Mr. Hume in his “feudal and Anglo Norman government and manners” v.i. quar. 412.5 says “the business of the court was wholly managed by the chief justiciary, and the Law Barons, who were men appointed by the king, and wholly at his disposal.” And since I am now upon Hume, it may be proper to mention the case of Hubert deBurgo, who while he enjoyed his authority, had an entire ascendency over Henry the Third, and was loaded with honours and favours beyond any other subject, and by an unusual concession was made chief justiciary of England for life. 2. Hume 162. Upon this I reason thus, if his being made justiciary for life, was an “unusual concession,” it could not be, by the immemorial, uninterrupted usage and custom, which is the criterion of common law. And the very next words of Hume shew, how valid and effectual this grant, of the office for life was then esteemed, “yet Henry, says Hume, in a sudden caprice, threw off this faithful minister,” which implies, that he was discarded and displaced in both his capacities because the summus justiciarius, or chief justiciary, was in those reigns, supream regent of the kingdom, and first minister of state, as well as of the law. And this seems to shew that the grant for life, was void and not binding on the King in the sense of those times, ancient as they were 1231. This summus justiciarius, is the officer, whose original commission, I gave the public, from lord Coke in my first paper, which was expressly during pleasure. And my lord Coke's account of the change of the chief justice's commission and authority may receive some additional light from lord Gilbert's historical view of the court of exchequer,6 page 7, towards the latter end of the Norman period; the power of the justiciar was broken, so that the Aula Regis, which was before one great court only distinguished by several offices, and all ambulatory with the King before Magna Charta, was divided into four distinct courts, Chancery, Exchequer, King's Bench, and Common Pleas. The justiciary was laid aside, lest he should get into the throne, as 281Capet and Pippin, who were justiciars in France, had done there. See also Gilbert's history and practice of the high court of chancery.7

Now from the exorbitant powers and authority of these justiciaries arises a proof from the frame of the government and the ballance of the estates that the office in those ages was always considered as dependent on the pleasure of the King, because the jealousy, between the Kings and Nobles, or between the monarchical and aristocratical factions, during the whole Norman period, were incessant and unremitted, and therefore it may be depended on that Kings never would have come into the method, of granting such an office usually for life. For such a grant, if had been made, and been valid, must have cost the grantor his throne, as it made the justiciar, independent of the King, and a much more powerful man than himself—and if during the whole Norman period and quite down to the death of Sir Edward Coke, a course of almost six hundred years, the offices of judges were held during pleasure, what becomes of the title to them for life, which General Brattle sets up, by immemorial, uninterrupted usage or common law?
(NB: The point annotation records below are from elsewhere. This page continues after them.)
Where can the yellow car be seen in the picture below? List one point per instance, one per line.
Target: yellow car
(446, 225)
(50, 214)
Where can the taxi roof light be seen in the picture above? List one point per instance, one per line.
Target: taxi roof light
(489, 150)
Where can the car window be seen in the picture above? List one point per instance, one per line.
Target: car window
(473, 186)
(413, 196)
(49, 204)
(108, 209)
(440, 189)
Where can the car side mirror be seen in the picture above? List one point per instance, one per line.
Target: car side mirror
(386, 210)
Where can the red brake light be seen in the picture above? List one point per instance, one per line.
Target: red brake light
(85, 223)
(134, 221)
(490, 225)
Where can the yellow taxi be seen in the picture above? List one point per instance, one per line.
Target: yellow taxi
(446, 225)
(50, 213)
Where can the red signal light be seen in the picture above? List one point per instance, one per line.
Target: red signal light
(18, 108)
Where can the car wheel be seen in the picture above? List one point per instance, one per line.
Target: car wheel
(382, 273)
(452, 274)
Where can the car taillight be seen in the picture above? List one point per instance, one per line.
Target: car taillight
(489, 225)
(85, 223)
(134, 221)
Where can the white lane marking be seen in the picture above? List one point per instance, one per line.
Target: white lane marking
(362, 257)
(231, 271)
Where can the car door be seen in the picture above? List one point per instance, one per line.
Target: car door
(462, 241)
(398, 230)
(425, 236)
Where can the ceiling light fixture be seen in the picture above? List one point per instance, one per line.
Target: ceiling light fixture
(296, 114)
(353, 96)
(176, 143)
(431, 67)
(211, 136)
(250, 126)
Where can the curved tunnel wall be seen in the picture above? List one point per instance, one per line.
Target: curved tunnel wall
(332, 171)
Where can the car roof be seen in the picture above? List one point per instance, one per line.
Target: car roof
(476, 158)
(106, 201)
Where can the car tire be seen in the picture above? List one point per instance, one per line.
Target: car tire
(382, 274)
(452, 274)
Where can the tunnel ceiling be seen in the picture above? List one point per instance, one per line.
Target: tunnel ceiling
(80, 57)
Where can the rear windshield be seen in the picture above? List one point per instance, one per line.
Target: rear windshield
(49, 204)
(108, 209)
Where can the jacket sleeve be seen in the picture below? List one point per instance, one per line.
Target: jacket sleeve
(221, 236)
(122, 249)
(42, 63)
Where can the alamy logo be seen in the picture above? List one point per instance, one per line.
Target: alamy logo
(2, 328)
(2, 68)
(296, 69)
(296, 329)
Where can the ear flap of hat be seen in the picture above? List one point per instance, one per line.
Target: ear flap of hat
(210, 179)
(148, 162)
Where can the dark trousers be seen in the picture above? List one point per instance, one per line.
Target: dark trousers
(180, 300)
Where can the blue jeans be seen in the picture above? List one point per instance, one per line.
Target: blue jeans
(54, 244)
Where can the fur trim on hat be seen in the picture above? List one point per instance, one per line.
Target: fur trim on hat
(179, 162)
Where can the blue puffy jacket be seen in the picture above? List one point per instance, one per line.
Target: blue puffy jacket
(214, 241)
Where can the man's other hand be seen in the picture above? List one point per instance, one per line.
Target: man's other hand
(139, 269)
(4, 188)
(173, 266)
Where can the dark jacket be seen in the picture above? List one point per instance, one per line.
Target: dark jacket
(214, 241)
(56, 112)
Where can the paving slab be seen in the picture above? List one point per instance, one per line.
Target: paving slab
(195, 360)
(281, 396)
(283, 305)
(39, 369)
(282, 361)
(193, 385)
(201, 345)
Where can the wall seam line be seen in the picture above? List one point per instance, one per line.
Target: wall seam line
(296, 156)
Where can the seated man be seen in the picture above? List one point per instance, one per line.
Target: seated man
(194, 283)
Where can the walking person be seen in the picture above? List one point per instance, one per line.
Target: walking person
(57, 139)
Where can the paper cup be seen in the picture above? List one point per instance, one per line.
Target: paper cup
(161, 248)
Sir Thomas Powis, however, has not determined, whether, by the ancient constitution of the kingdom, he meant, under the Norman, or the Saxon period; and in order to shew the improbability, that the judges held their offices during good behaviour in either of those periods, I must beg the pardon of your readers, if I lead them into ages, manners and government, more ancient and barbarous, than any mentioned before. Our Saxon ancestors, were one of those enterprizing northern nations, who made inroads upon the provinces of the Roman empire, and carried with them wherever they went, the customs, maxims and manners of the feudal system: And although when they intermingled with the ancient Britons, they shook off some part of the feudal fetters, yet they never disengag'd themselves from the whole. They retained a vast variety of the regalia principis, of the feudal system, from whence most branches of the present prerogatives of our kings are derived. And among other regalia the creation, and annihilation of judges, was an important branch. For evidence of this we must look into the feudal law. It was in consequence of this prerogative, that the courts were usually, held in the aula regis, and often in the King's presence, who often heard and determined causes in person, and in those ages the justiciary was only a substitute or deputy to the king; whose authority ceased entirely in the King's presence. This part of the prerogative, has a long time ago been divested from the crown, and it has been determined 282that, the King has delegated all his authority to his judges. The power of the King in the Saxon period, over the judges, was absolute enough however, and they sometimes treated them with very little ceremony. Alfred himself is said in the mirror of justices8 to have hang'd up 44 of his judges in one year, for misdemeanors.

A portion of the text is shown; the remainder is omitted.